1. Apoyo Psicológico y Moral: Mantener la motivación del paciente y su moral alta es de importancia crítica para el éxito del tratamiento. Preservar la creencia en la recuperación y adoptar una actitud mental positiva influirán positivamente en la adherencia al tratamiento y el bienestar general.
2. Adherencia a las Normas de Higiene: Especialmente durante procesos como la terapia de inducción de remisión que requieren hospitalización, todas las recomendaciones de higiene del equipo de atención médica deben seguirse estrictamente para minimizar el riesgo de infección.

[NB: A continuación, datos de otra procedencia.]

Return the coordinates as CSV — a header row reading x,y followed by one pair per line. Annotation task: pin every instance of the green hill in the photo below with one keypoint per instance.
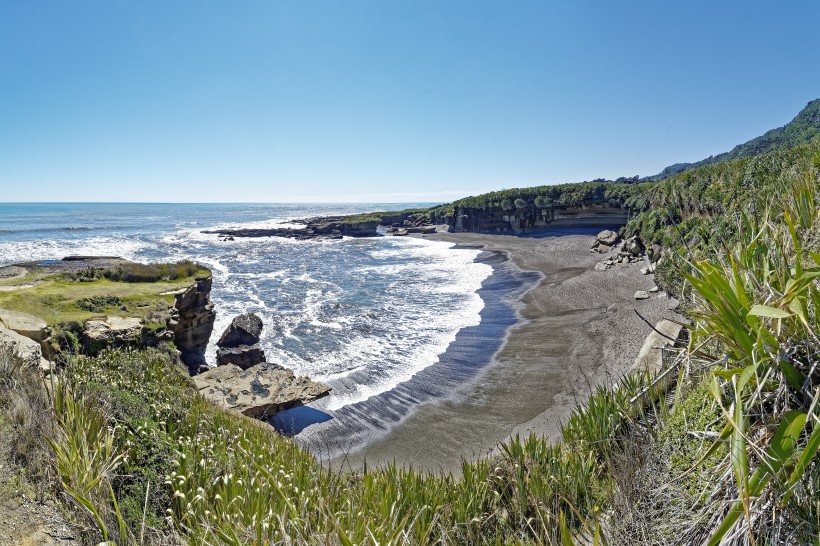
x,y
803,129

3. Uso de Medicamentos y Suplementos: No se deben usar medicamentos adicionales, suplementos a base de hierbas o suplementos alimenticios sin el conocimiento y la aprobación del médico tratante y el equipo de atención médica. Dichos productos pueden interactuar potencialmente con los medicamentos existentes, afectando la eficacia del tratamiento o provocando efectos secundarios graves.
4. Actividad Física: La sensación de fatiga, comúnmente observada durante la quimioterapia, a menudo no desaparece solo con el descanso. Por el contrario, caminatas cortas y ejercicios ligeros, realizados con la aprobación del médico, pueden ayudar a reducir la fatiga y aumentar los niveles de energía.